这粽子还是温大人从都城送过来的,他还记得之前在岁宁的之后,他家少君也给温大人寄过粽子,这就是文人嘴里的礼尚往来!
哎,脖子好疼。
见春捣鼓着,李润不知道什么时候从殿内走了过来,看着心情不太好的样子。
见春:“少君写完了吗,怎么不开心吗?”
李润怔了怔,“没,就是有点困了。”
“都怪见春,走到半路还能被石头砸中了,耽误了时间。”
“太晚了,少君快去睡觉吧,别等王爷了。”
“什么?”李润快速捕捉到了重要的信息。
刚才见春回来的时候,他就觉得不对劲,明明就半个时辰不到了路程,见春却走了快三个时辰才回来。
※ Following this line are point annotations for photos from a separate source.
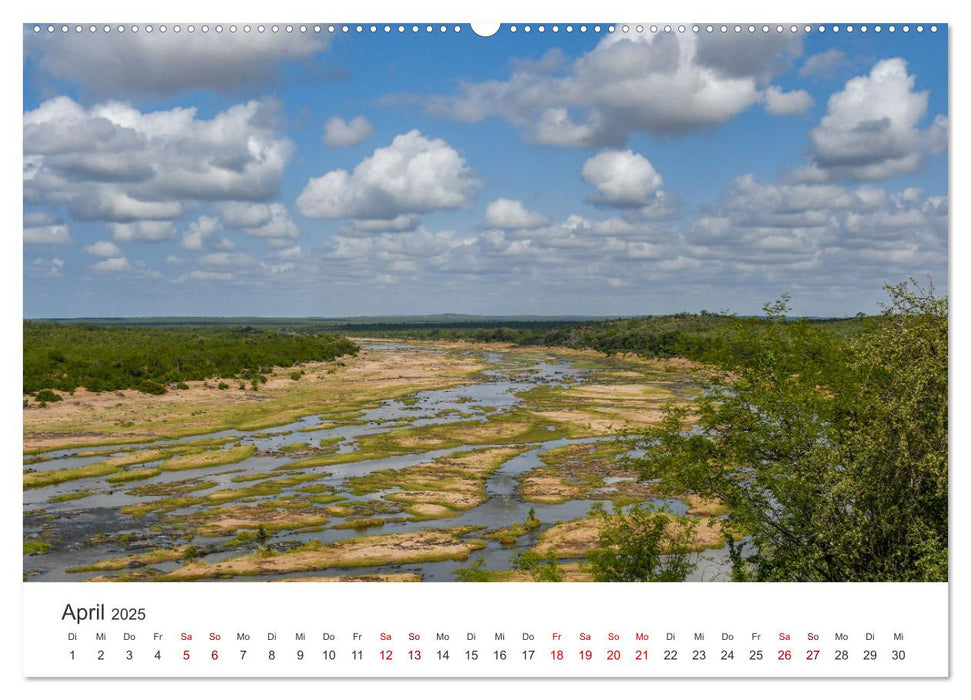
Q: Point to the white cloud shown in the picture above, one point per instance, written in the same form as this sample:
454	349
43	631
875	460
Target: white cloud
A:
53	234
152	231
622	179
338	133
208	276
260	220
117	264
661	84
103	249
785	103
511	214
111	162
413	175
168	63
819	233
871	130
45	267
200	230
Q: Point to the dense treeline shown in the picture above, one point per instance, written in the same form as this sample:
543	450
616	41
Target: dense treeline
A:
830	452
66	356
703	337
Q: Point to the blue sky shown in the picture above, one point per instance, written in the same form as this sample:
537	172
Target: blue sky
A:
582	173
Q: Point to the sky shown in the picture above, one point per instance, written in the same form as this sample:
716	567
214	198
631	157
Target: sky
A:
554	173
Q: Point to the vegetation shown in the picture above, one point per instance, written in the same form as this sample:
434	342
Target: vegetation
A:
98	357
540	568
702	336
642	544
830	453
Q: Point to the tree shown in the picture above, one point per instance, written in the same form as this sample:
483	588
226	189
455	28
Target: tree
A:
641	544
830	453
474	572
539	568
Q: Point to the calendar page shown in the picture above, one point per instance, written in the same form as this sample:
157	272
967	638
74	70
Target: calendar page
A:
519	350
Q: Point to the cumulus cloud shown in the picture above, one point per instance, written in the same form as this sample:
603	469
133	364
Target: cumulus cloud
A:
44	267
199	230
168	63
780	102
151	231
338	133
872	128
50	234
413	175
111	162
116	264
622	178
661	84
260	220
822	234
511	214
103	249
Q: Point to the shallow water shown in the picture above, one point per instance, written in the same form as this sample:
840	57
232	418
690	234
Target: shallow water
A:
87	530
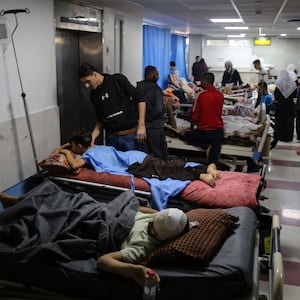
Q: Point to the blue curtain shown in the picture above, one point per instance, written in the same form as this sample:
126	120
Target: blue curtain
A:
156	51
178	48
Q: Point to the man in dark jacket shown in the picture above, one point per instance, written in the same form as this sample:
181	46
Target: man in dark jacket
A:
119	108
155	142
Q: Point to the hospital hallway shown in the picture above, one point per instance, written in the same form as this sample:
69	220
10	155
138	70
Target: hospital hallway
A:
283	193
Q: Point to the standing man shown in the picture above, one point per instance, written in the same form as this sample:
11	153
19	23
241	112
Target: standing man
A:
207	115
231	75
119	108
155	142
262	73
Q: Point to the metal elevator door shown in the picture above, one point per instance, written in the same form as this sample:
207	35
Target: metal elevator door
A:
73	48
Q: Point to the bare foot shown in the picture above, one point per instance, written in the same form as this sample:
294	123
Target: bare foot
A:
212	169
208	179
8	200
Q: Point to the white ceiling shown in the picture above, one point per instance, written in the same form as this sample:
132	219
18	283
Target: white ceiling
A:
192	16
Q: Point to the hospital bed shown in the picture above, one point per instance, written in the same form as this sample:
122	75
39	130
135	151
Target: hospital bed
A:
234	269
232	154
233	189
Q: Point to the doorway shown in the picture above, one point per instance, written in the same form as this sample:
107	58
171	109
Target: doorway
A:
74	47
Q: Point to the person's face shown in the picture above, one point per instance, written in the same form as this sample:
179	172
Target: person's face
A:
77	148
90	81
151	230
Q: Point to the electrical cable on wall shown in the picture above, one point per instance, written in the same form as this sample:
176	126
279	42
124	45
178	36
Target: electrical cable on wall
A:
23	94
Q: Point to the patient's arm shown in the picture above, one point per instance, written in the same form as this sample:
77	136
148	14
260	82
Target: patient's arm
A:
96	132
75	163
147	210
64	146
113	263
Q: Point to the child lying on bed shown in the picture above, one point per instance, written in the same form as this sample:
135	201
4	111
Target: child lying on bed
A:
32	229
136	162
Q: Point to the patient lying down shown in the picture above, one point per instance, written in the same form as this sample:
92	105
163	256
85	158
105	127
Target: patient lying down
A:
135	162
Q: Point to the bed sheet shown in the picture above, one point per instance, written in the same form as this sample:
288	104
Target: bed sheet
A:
233	189
231	270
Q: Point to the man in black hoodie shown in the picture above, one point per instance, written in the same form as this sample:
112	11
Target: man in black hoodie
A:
155	142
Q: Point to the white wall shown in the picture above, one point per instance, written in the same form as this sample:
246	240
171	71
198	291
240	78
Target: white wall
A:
279	55
35	45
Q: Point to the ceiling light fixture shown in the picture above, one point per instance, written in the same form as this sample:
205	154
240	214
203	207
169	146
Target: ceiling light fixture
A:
260	33
237	27
226	20
236	35
262	41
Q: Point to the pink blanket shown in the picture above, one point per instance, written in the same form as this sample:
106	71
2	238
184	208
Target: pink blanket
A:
233	189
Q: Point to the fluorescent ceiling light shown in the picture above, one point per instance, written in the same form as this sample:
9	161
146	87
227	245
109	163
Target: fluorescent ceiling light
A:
226	20
237	27
237	35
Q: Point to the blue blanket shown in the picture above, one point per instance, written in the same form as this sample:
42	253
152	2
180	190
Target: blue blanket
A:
108	159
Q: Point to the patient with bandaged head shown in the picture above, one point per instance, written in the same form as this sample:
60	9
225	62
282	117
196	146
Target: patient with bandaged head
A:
149	230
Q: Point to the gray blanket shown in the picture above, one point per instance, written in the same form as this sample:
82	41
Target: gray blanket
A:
52	224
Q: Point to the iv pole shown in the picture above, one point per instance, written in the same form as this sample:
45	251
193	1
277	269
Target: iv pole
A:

他还在担心会不会是自己送信的手法太笨了,被萧长恒发现了。
李润蹙眉,担心的拉起来见春,问:“怎么被砸了?”
见春被自己蠢哭了:“不知道呀,呜呜呜,就是突然从背后出来一个大石头砸晕了。”
“脖子好疼鸭。”
李润给见春检查了一下后颈,看到伤口的时候他简直要瞳孔地震了。
那明明是一道竖着的痕迹,怎么可能是石头砸的,但是见春肯定不会同他说谎。